Nella notte scorsa a Susa un gruppo di persone ha tentato di dare fuoco a un camion di una ditta che lavora per il cantiere di Chiomonte. Si tratta dell’ennesimo atto violento e intimidatorio nei confronti delle imprese che lavorano per la TAV. Imprese che hanno fatto investimenti significativi, che danno lavoro a molte persone in Valle di Susa, e che non possono certo farsi carico di ulteriori costi assicurativi e di vigilanza. Ho raccolto il grido di allarme di questi imprenditori, che desiderano rimanere anonimi.

Bisogna essere consapevoli che i gruppi più violenti dei No Tav hanno abbandonato lo scontro frontale e la strategia degli attacchi al cantiere, per adottare una modalità di lotta tipicamente mafiosa: in questo caso non si tratta di riscuotere il pizzo, ma di intimidire le imprese per costringerle a non lavorare più per la più grande infrastruttura europea quale è la TAV.

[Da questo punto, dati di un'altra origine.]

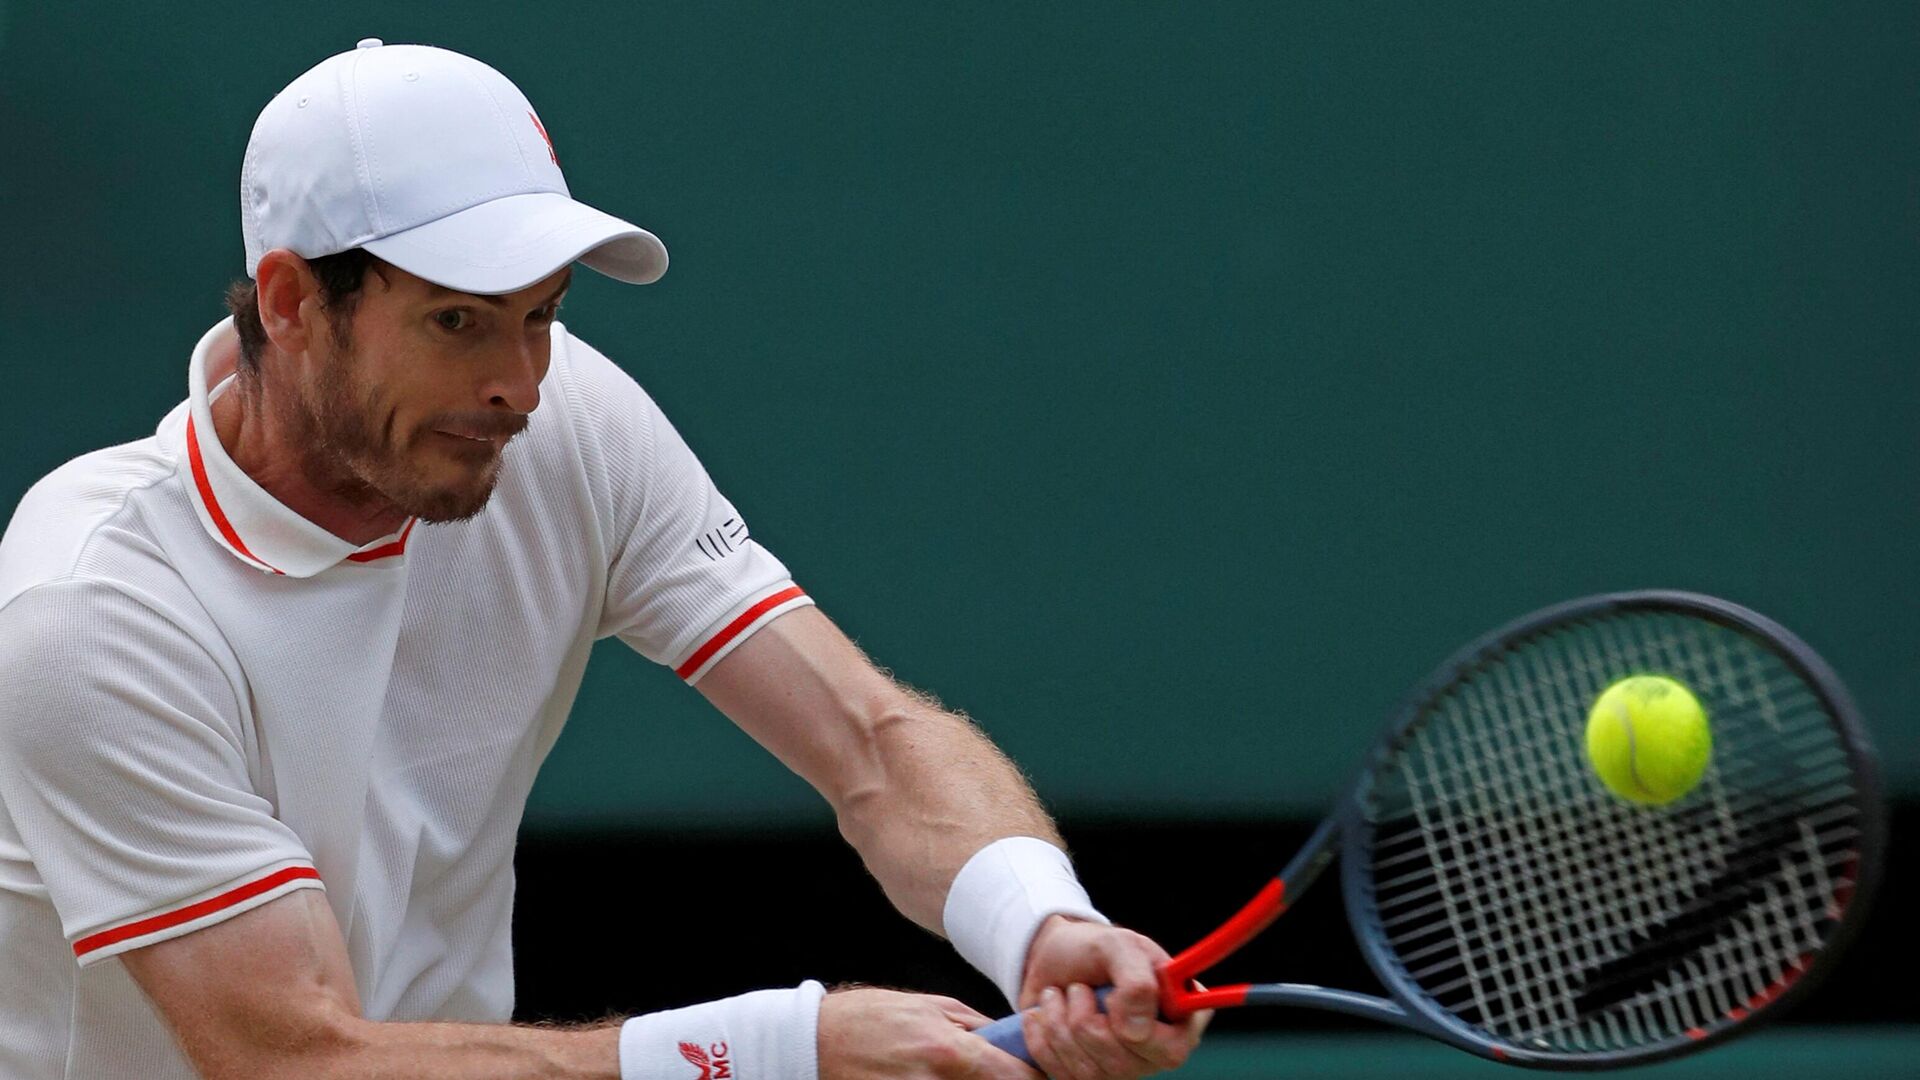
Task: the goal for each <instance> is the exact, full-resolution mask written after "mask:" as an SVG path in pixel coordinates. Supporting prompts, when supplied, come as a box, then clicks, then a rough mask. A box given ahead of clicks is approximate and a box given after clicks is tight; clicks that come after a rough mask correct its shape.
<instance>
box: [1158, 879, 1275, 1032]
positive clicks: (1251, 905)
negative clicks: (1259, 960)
mask: <svg viewBox="0 0 1920 1080" xmlns="http://www.w3.org/2000/svg"><path fill="white" fill-rule="evenodd" d="M1284 896H1286V882H1284V880H1281V878H1273V880H1271V882H1267V888H1263V890H1260V894H1258V896H1254V899H1250V901H1248V903H1246V907H1242V909H1240V911H1236V913H1235V915H1233V919H1229V920H1225V922H1221V924H1219V928H1217V930H1213V932H1212V934H1208V936H1206V938H1200V940H1198V942H1194V944H1192V945H1190V947H1188V949H1187V951H1183V953H1181V955H1177V957H1173V959H1171V961H1167V965H1165V967H1164V969H1160V1011H1162V1013H1164V1015H1165V1017H1167V1019H1169V1020H1185V1019H1187V1017H1190V1015H1194V1013H1198V1011H1200V1009H1223V1007H1231V1005H1244V1003H1246V992H1248V988H1250V986H1252V984H1248V982H1238V984H1233V986H1215V988H1212V990H1196V988H1194V976H1198V974H1200V972H1202V970H1208V969H1210V967H1213V965H1217V963H1219V961H1223V959H1227V957H1229V955H1233V951H1235V949H1238V947H1240V945H1244V944H1248V942H1252V940H1254V938H1256V936H1258V934H1260V932H1261V930H1265V928H1267V926H1271V924H1273V920H1275V919H1279V917H1281V913H1283V911H1286V899H1284Z"/></svg>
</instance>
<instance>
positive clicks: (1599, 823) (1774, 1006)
mask: <svg viewBox="0 0 1920 1080" xmlns="http://www.w3.org/2000/svg"><path fill="white" fill-rule="evenodd" d="M1628 675H1667V676H1670V678H1678V680H1680V682H1684V684H1688V686H1690V688H1692V690H1693V694H1695V696H1697V698H1699V700H1701V703H1703V705H1705V709H1707V715H1709V719H1711V724H1713V759H1711V763H1709V767H1707V773H1705V776H1703V778H1701V782H1699V784H1697V786H1695V788H1693V790H1690V792H1688V794H1686V796H1682V798H1680V799H1676V801H1672V803H1667V805H1657V807H1645V805H1632V803H1626V801H1622V799H1617V798H1615V796H1613V794H1609V792H1607V790H1605V788H1603V786H1601V782H1599V778H1597V776H1596V774H1594V773H1592V769H1590V767H1588V761H1586V751H1584V732H1586V717H1588V709H1590V707H1592V701H1594V700H1596V698H1597V696H1599V694H1601V690H1605V688H1607V686H1609V684H1613V682H1615V680H1619V678H1622V676H1628ZM1884 847H1885V815H1884V803H1882V794H1880V782H1878V774H1876V765H1874V755H1872V749H1870V746H1868V740H1866V734H1864V730H1862V726H1860V721H1859V717H1857V715H1855V709H1853V703H1851V700H1849V696H1847V692H1845V688H1843V686H1841V684H1839V678H1836V676H1834V673H1832V669H1828V665H1826V663H1824V661H1822V659H1820V657H1818V655H1814V653H1812V650H1809V648H1807V646H1805V644H1801V642H1799V638H1795V636H1793V634H1789V632H1788V630H1786V628H1782V626H1778V625H1776V623H1772V621H1768V619H1764V617H1761V615H1755V613H1753V611H1747V609H1743V607H1738V605H1734V603H1726V601H1722V600H1713V598H1707V596H1693V594H1682V592H1632V594H1613V596H1594V598H1586V600H1576V601H1571V603H1563V605H1557V607H1549V609H1546V611H1538V613H1534V615H1528V617H1524V619H1521V621H1517V623H1513V625H1509V626H1503V628H1500V630H1496V632H1492V634H1488V636H1486V638H1482V640H1478V642H1475V644H1471V646H1467V648H1465V650H1461V651H1459V655H1455V657H1453V659H1450V661H1448V663H1446V665H1442V667H1440V669H1438V671H1436V673H1434V675H1432V676H1430V678H1428V680H1427V682H1425V684H1421V686H1419V688H1417V690H1415V692H1413V694H1411V698H1409V700H1407V703H1405V705H1404V711H1402V715H1400V717H1398V721H1396V723H1394V724H1392V728H1390V730H1388V732H1386V734H1384V736H1382V738H1380V740H1379V744H1377V746H1375V748H1373V751H1371V753H1369V757H1367V765H1365V769H1363V771H1361V776H1359V780H1357V784H1356V786H1354V790H1352V792H1350V794H1348V796H1346V798H1344V799H1342V801H1340V805H1338V809H1336V811H1334V813H1332V815H1331V817H1329V819H1327V821H1325V822H1323V824H1321V826H1319V828H1317V830H1315V832H1313V836H1311V838H1309V840H1308V844H1306V847H1304V849H1302V851H1300V853H1298V855H1294V859H1292V861H1290V863H1288V865H1286V869H1283V871H1281V874H1279V876H1277V878H1273V880H1271V882H1267V886H1265V888H1263V890H1260V894H1258V896H1256V897H1254V899H1252V901H1250V903H1248V905H1246V907H1242V909H1240V911H1238V913H1236V915H1235V917H1233V919H1229V920H1227V922H1223V924H1221V926H1219V928H1217V930H1213V932H1212V934H1208V936H1206V938H1204V940H1200V942H1198V944H1196V945H1192V947H1190V949H1187V951H1183V953H1179V955H1177V957H1173V961H1171V963H1169V965H1165V969H1164V970H1162V972H1160V984H1162V990H1160V1011H1162V1015H1164V1017H1165V1019H1169V1020H1179V1019H1183V1017H1187V1015H1190V1013H1194V1011H1198V1009H1221V1007H1235V1005H1300V1007H1308V1009H1331V1011H1334V1013H1348V1015H1354V1017H1367V1019H1373V1020H1380V1022H1386V1024H1396V1026H1400V1028H1407V1030H1413V1032H1419V1034H1423V1036H1428V1038H1436V1040H1440V1042H1446V1043H1450V1045H1455V1047H1459V1049H1465V1051H1469V1053H1476V1055H1480V1057H1488V1059H1494V1061H1505V1063H1511V1065H1528V1067H1538V1068H1613V1067H1626V1065H1644V1063H1649V1061H1657V1059H1665V1057H1674V1055H1680V1053H1688V1051H1693V1049H1701V1047H1707V1045H1713V1043H1716V1042H1720V1040H1726V1038H1732V1036H1736V1034H1741V1032H1745V1030H1751V1028H1753V1026H1755V1024H1757V1022H1761V1020H1763V1019H1766V1017H1774V1015H1778V1013H1780V1011H1784V1009H1788V1007H1789V1005H1791V1003H1793V1001H1797V999H1801V997H1805V995H1807V992H1809V990H1811V988H1812V986H1814V982H1818V976H1820V974H1822V972H1826V970H1828V969H1832V965H1834V959H1836V957H1837V953H1839V951H1841V949H1843V947H1845V944H1847V942H1849V940H1851V938H1853V936H1855V934H1857V930H1859V924H1860V919H1862V915H1864V907H1866V899H1868V896H1870V894H1872V890H1874V884H1876V880H1878V876H1880V874H1878V867H1880V859H1882V853H1884ZM1334 857H1338V859H1340V863H1342V865H1340V884H1342V896H1344V899H1346V911H1348V920H1350V924H1352V928H1354V938H1356V940H1357V944H1359V949H1361V953H1365V957H1367V963H1369V965H1371V969H1373V972H1375V974H1377V976H1379V980H1380V984H1382V986H1384V988H1386V997H1375V995H1367V994H1356V992H1350V990H1331V988H1321V986H1304V984H1288V982H1269V984H1240V986H1217V988H1212V990H1200V988H1198V986H1196V984H1194V982H1192V980H1194V976H1198V974H1200V972H1204V970H1208V969H1212V967H1213V965H1215V963H1219V961H1221V959H1223V957H1227V955H1229V953H1233V951H1235V949H1238V947H1240V945H1244V944H1246V942H1248V940H1250V938H1254V936H1256V934H1260V932H1261V930H1263V928H1267V926H1269V924H1271V922H1273V920H1275V919H1279V917H1281V913H1283V911H1286V907H1288V905H1290V903H1294V901H1296V899H1298V897H1300V894H1302V892H1306V888H1308V886H1309V884H1313V880H1315V878H1317V876H1319V874H1321V871H1325V869H1327V865H1329V863H1332V861H1334ZM977 1034H981V1036H983V1038H987V1040H989V1042H993V1043H995V1045H998V1047H1000V1049H1006V1051H1008V1053H1014V1055H1018V1057H1021V1059H1025V1061H1029V1063H1031V1057H1029V1055H1027V1049H1025V1040H1023V1038H1021V1028H1020V1017H1018V1015H1016V1017H1006V1019H1002V1020H996V1022H993V1024H989V1026H985V1028H979V1032H977Z"/></svg>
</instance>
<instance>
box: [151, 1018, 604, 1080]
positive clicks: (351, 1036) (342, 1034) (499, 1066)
mask: <svg viewBox="0 0 1920 1080" xmlns="http://www.w3.org/2000/svg"><path fill="white" fill-rule="evenodd" d="M196 1051H198V1053H196ZM188 1053H190V1057H194V1061H196V1065H198V1067H200V1072H202V1074H204V1076H205V1078H207V1080H228V1078H232V1080H242V1078H244V1080H269V1078H271V1080H280V1078H286V1080H292V1078H296V1076H298V1078H301V1080H309V1078H311V1080H388V1078H392V1080H401V1078H407V1080H620V1026H618V1024H616V1022H614V1024H605V1026H593V1028H543V1026H516V1024H440V1022H420V1024H396V1022H374V1020H349V1022H344V1024H340V1026H338V1028H334V1030H328V1032H324V1034H311V1036H305V1038H301V1040H300V1043H296V1045H282V1047H273V1049H265V1051H263V1049H261V1047H240V1045H232V1043H228V1045H219V1047H215V1045H207V1047H194V1045H188Z"/></svg>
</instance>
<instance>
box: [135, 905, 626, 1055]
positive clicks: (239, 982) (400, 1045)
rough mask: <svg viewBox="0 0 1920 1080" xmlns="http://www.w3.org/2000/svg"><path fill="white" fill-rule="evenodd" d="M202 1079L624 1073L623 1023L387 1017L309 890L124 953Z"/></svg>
mask: <svg viewBox="0 0 1920 1080" xmlns="http://www.w3.org/2000/svg"><path fill="white" fill-rule="evenodd" d="M121 963H125V965H127V970H129V972H131V974H132V978H134V982H138V984H140V990H144V992H146V995H148V997H152V999H154V1005H156V1007H157V1009H159V1013H161V1015H163V1017H165V1019H167V1022H169V1024H171V1026H173V1034H175V1038H177V1040H179V1042H180V1047H182V1049H184V1051H186V1057H188V1061H192V1063H194V1067H196V1068H198V1070H200V1074H202V1076H205V1078H207V1080H227V1078H234V1080H240V1078H246V1080H278V1078H282V1076H284V1078H296V1076H298V1078H311V1080H334V1078H338V1080H349V1078H351V1080H371V1078H388V1076H392V1078H396V1080H397V1078H401V1076H405V1078H413V1080H534V1078H551V1080H620V1028H618V1026H616V1024H609V1026H601V1028H586V1030H557V1028H526V1026H507V1024H382V1022H372V1020H365V1019H363V1017H361V1005H359V995H357V992H355V990H353V972H351V967H349V965H348V951H346V944H344V942H342V940H340V926H338V924H336V922H334V913H332V909H330V907H328V905H326V897H324V894H321V892H317V890H303V892H294V894H288V896H282V897H280V899H275V901H273V903H267V905H263V907H257V909H253V911H248V913H246V915H236V917H232V919H228V920H227V922H221V924H217V926H207V928H204V930H196V932H192V934H186V936H182V938H173V940H171V942H159V944H157V945H148V947H144V949H134V951H131V953H125V955H123V957H121Z"/></svg>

Nonostante i grandi sforzi delle forze dell’ordine e della Prefettura non si può far finta di niente e illudersi che la situazione in Valle di Susa sia più tranquilla. Così non è, gli atti violenti sono rivolti alle imprese con i conseguenti gravi danni sul sistema economico locale: un cambio di strategia che era chiaro nelle parole pronunciate dai leader dell’ala dura dei No Tav poche settimane fa, quando annunciarono atti di sabotaggio.

A questo punto bisogna capire se le istituzioni, la politica e la Valle di Susa intendono accettare questa ‘mafia senza pizzo’ oppure reagire in modo netto e determinato.